芸能人格付けチェックをつい見てしまう理由 「新春かくし芸大会」なき今、元日のエースに
2005年から毎年正月に放送され、すっかり名物番組になった「芸能人格付けチェック」(テレビ朝日系、朝日放送)。視聴率は、関東で15~19%、関西で19~24%と同時間帯のトップで推移するなど、安定した人気を保っています。
「芸能人がプライドを懸けて6つのチェックに挑む」「高級商品と大衆商品の2択から選び、不正解なら普通、二流、三流、そっくりさん、映す価値なしとランクダウンしていく」という同番組の構成は、非常にシンプル。しかし、正月番組における3つの必勝ポイントを兼ね備えた稀有なコンテンツとも言えるのです。
人々の嗜好が多様化してセグメンテーション(市場細分化)が進み、少量多品種が推奨されるなど、ヒット商品が生まれにくい世の中になりました。テレビ番組も例に漏れず、幅広い層から支持されるものは小さくなる一方ですが、「芸能人格付けチェック」にはそんな閉塞感を打ち破るヒントがギュッと凝縮されています。
「元日固定」で得た希少性とお祭り感
1つ目の必勝ポイントは、元日に固定したこと。
実は「芸能人格付けチェック」が元日放送になったのは2008年以降であり、当初は1月2日や3日に放送されていました。これを元日に固定したことで、徐々に「芸能人格付けチェック」=元日というイメージが浸透。「年に一度。しかも、めでたい元日のお楽しみ」という希少性とお祭り感を手に入れました。
現在、放送月日を固定している番組は、「NHK紅白歌合戦」や「笑ってはいけないシリーズ」(日本テレビ系)、「輝く!レコード大賞」(TBS系)など、ごくわずか。「元旦はこの番組」と言えるのは当番組と、2011年から元日放送として追随した「元日はTOKIO×嵐」(日本テレビ系)くらいなのです。
過去を振り返ると、1964年から2010年まで47回に渡って放送された「新春かくし芸大会」(フジテレビ系)は、元日番組の象徴でした。私自身、幼少期は両親の影響で同番組を見ていましたが、正直「面白くないな」と思っていたことをよく覚えています。しかし、いまだに「元日は『かくし芸大会』」というイメージは消えず、昨年の元日も「むしろ今、見てみたい」と思ったほど、その希少性やお祭り感に今さらながら気づいてしまいました。

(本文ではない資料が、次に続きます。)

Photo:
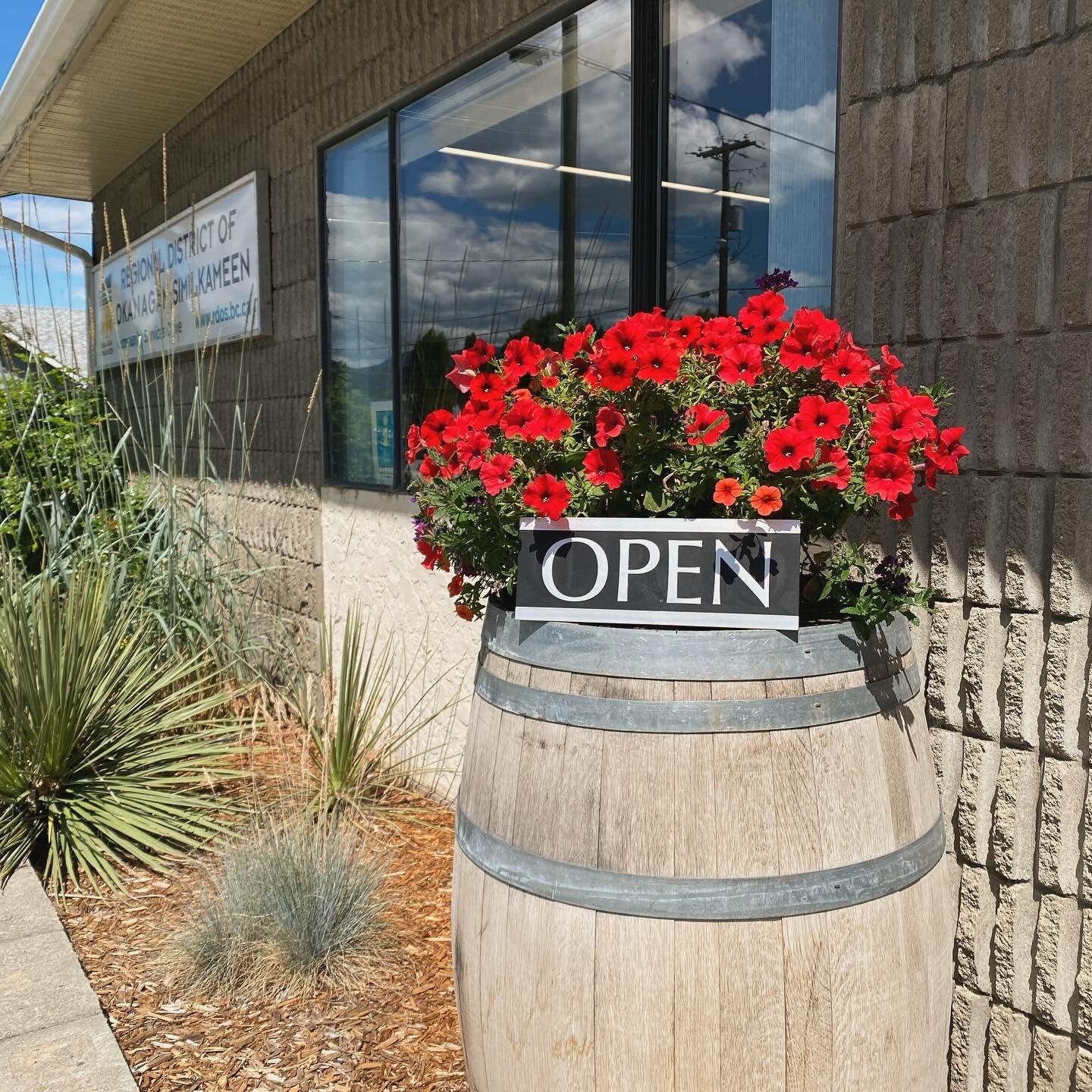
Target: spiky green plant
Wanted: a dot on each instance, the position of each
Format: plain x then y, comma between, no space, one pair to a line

同じような月日の固定戦略を採用しているのは、現在ブーム再燃中の新日本プロレス。1992年から毎年1月4日に東京ドーム大会を行い、「年に一度のビッグイベント」「1月4日は新日本の日」というイメージづけに成功しました。その間、K-1や総合格闘技ブームに押されて空席が目立った時期もありましたが、開催を継続したことが現在の隆盛につながっているとも言えるのではないでしょうか。